Guten Morgen, tutti insieme.

7.14 Uhr:
[Dallapiccola, Frammenti di Saffo.]
Das nächste, ein zum zweiten Mal auf abc-abc-de-de verkürztes Sonett fertig und sogar schon den darauffolgenden Übergang, der den e-Reim aufnimmt, den Text insgesamt aber s o fortsetzt:

e – f – g | h – h | i – i | j – k – e,

so daß die e-Reime die nächste Form mit der wiederfolgenden verklammern; die Überarbeitung des dann fertigen Rohling wird so etwas auch über die Rhythmen herzustellen versuchen. Meine Idee ist es darüber hinaus, daß dort, wo die gelinden Erdbeben den bevorstehenden Vulkanausbruch ankündigen, jeweils das strenge Versmaß b r i c h t, jedenfalls deutlich gestört ist. Auch das wird die Überarbeitung stärker herausformen müssen, als es bislang der Fall ist. Was ich noch n i c h t weiß, das ist, wie ich mit dem bislang >>>> in völlig freiem Rhythmus geschriebenen Anfang, dem Wind-Hymnos, schließlich umgehen werde. Ich will da aber so lange noch nichts verändern, bis der ganze Rohling fertig ist.
Dafür habe ich jetzt die kleine Blumen-Schummelei, von der ich Ihnen >>>> gestern um 18.16 Uhr schrieb, aus Gründen durchzuhaltender Strenge wieder rückgängig gemacht; das ging auch, weil, wie ich jetzt recherchiert hab, besonders pelargonium graveolens sich durch einen Rosenduft auszeichnet, was einerseits gut zu der alten Frau paßt und andererseits mit „Rose“ genau den mythischen Ton anschlägt, den ich >>>> in der entsprechenden Szene haben möchte. Nun hätte ich gern noch nachgeschaut, ob sich mit der Geranie eine symbolische Bedeutung verbindet, aber weder Grimms Deutsche Myhologie, noch meine Symbollexika, noch das Handbuch des Deutschen Aberglaubens, noch Ranke-Graves, Walker oder Frankenberg geben da irgend eine Auskunft; auch ist im Netz nichts zu finden. Sollte jemand unter Ihnen etwas darüber wissen, wär ich für Hinweise dankbar. Ansonsten setze ich eine Bedeutung.
Ah ja, da ich Sie gerade anspreche und da ich gerade einmal wieder Dallapiccolas Sapho-Fragmente höre: wer noch Interesse am >>>> San-Michele-Hörstück hat, möge sich ebenfalls >>>> melden.
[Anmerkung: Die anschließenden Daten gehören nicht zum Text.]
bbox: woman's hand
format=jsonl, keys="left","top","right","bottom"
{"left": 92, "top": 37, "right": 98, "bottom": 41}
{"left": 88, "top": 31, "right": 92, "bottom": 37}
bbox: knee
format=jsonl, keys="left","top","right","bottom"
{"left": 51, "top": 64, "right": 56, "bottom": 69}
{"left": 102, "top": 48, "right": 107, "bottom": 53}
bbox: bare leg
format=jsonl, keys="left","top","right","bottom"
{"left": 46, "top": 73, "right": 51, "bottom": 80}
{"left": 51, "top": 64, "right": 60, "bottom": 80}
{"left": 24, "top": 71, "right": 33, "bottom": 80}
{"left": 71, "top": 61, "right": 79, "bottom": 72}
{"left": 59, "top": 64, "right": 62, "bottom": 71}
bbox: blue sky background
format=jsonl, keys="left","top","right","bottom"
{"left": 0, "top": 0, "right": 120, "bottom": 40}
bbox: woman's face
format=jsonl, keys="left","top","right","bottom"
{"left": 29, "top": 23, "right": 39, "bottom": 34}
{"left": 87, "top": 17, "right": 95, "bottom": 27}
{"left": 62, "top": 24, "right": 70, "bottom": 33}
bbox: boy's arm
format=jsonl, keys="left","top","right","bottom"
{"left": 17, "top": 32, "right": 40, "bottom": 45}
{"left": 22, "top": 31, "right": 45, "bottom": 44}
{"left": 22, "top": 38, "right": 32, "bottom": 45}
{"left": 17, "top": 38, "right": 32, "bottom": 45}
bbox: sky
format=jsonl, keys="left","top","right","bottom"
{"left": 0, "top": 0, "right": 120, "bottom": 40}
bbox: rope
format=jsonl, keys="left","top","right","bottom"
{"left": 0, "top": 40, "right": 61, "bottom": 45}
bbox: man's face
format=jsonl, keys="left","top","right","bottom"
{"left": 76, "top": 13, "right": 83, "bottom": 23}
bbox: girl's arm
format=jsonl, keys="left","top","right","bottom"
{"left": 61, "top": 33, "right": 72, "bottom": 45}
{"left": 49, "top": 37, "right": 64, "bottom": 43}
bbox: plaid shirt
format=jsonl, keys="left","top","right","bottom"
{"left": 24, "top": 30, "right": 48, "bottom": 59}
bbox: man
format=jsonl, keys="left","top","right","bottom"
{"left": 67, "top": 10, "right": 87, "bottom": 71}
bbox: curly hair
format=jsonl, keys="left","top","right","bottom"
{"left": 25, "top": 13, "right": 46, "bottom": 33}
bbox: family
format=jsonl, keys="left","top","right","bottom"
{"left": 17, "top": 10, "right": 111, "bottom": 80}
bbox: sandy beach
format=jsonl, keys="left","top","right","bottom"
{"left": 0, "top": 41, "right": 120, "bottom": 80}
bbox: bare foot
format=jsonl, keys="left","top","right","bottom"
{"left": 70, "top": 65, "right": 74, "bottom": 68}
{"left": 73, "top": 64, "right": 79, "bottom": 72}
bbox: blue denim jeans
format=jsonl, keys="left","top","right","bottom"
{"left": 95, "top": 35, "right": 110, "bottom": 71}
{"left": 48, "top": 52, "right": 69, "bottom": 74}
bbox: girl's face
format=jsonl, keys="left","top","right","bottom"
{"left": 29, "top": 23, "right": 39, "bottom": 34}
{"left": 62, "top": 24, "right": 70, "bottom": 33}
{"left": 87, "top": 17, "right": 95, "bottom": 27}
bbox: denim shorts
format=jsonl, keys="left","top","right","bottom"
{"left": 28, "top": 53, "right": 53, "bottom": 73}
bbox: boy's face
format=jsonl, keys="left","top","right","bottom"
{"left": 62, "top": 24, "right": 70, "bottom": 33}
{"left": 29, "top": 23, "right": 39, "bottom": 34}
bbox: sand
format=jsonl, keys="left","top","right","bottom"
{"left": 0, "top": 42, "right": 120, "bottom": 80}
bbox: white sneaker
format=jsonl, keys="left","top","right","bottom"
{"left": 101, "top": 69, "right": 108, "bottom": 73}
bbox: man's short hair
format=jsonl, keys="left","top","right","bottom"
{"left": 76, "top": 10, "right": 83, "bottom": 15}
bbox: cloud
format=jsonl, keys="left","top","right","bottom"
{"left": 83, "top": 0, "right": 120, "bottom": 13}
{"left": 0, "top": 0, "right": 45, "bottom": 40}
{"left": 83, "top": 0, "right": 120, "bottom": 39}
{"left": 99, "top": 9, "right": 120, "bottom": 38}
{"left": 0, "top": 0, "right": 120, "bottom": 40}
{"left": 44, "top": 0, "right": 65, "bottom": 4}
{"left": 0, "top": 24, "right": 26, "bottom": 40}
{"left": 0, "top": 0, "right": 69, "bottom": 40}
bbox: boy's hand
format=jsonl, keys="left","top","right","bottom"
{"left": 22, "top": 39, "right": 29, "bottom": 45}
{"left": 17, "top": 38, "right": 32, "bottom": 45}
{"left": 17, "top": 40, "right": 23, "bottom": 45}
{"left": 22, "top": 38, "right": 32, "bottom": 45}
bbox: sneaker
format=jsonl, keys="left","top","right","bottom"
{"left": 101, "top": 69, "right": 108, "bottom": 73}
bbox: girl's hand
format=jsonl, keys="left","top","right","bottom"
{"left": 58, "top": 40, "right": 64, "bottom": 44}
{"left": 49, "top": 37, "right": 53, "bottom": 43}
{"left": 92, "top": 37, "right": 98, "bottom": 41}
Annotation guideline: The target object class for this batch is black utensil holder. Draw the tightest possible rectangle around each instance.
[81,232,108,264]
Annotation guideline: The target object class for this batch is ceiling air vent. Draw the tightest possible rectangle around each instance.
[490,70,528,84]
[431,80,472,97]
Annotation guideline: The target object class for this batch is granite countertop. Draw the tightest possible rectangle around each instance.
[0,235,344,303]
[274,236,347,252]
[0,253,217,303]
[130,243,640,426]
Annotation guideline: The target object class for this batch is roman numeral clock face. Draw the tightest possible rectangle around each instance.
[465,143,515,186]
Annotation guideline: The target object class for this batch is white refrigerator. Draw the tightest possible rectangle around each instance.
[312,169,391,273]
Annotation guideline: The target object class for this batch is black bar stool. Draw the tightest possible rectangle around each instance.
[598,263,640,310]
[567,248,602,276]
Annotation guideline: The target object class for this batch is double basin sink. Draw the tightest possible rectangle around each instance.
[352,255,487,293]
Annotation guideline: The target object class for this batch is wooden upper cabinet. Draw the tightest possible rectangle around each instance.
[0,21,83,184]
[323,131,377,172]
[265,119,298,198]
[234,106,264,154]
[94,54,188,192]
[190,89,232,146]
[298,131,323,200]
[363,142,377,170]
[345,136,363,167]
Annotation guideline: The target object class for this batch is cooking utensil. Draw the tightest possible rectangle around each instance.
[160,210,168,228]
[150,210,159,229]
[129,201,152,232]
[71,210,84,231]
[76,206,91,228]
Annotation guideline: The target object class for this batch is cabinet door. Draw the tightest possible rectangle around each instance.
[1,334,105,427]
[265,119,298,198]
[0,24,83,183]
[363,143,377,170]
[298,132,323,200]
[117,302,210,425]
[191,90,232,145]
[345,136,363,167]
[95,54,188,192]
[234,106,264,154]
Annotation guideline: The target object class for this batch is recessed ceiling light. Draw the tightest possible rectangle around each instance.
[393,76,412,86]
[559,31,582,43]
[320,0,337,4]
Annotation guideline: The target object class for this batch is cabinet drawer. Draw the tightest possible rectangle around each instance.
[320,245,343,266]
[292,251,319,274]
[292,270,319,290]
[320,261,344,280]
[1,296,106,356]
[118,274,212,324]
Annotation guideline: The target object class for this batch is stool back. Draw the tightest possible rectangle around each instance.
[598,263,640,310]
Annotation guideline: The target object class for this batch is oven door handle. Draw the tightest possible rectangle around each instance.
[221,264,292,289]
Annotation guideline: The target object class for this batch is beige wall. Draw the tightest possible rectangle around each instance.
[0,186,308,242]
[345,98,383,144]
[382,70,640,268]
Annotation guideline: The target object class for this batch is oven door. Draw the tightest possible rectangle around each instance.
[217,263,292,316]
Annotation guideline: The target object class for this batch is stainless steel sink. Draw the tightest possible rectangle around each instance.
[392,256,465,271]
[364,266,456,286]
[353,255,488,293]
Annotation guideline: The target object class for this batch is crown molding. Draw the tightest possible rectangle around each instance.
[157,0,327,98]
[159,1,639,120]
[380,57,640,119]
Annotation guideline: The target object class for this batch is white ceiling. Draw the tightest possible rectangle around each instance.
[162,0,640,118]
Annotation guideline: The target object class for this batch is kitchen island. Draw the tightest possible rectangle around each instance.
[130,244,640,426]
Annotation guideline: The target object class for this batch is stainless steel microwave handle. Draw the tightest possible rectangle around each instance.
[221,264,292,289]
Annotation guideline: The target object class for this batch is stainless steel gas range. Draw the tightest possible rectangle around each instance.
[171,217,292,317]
Was mir in Erinnerung bringt, daß ich unbedingt mit Zenke vom Deutschlandfunk wegen des zu schreibenden Stromboli-Hörstücks telefonieren muß. Ich hab jetzt den Impuls, die AEOLIA-GESÄNGE rezitierend als Grundlage zu nehmen. Nur wird das mal wieder zu den Erwartungen nicht passen, die der Funk an ein Feature, selbst ein poetisches, stellt.

9.22 Uhr:
[Monteverdi, Lamento d’Arianna.]
Ich bin ganz aus dem Häuschen, ganz glücklich – >>>> darüber. Und muß das unbedingt unbedingt jemandem mitteilen, selbst wenn da nur viele viele Leser, die ich gar nicht kenne, Der Dschungel sind. Das ist jetzt so einer d e r Momente, in denen ich mit meinem Beruf vollkommen glückhaft einig bin. Das macht es all diese Kämpfe w e r t. Grad könnte ich hinauspesen und eine jede, einen jeden umarmen, die und der mir begegnet, sofern man nur angenehm riecht…

11.56 Uhr:
Es geht echt einfach so weiter. Aber ich brauch Schlaf, vier Stunden nachts sind zu wenig. Meine Augen, die schlechter zu werden scheinen und neuerdings dazu neigen, nach längerer Arbeits- oder Lesezeit zu tränen, brennen etwas und mögen sich nicht recht scharfstellen. Also unterbrech ich, was fließt, und leg mich zum Mittag, der, verkleidet als Couch, zum Schreibtisch dunkelblau herüberschimmert.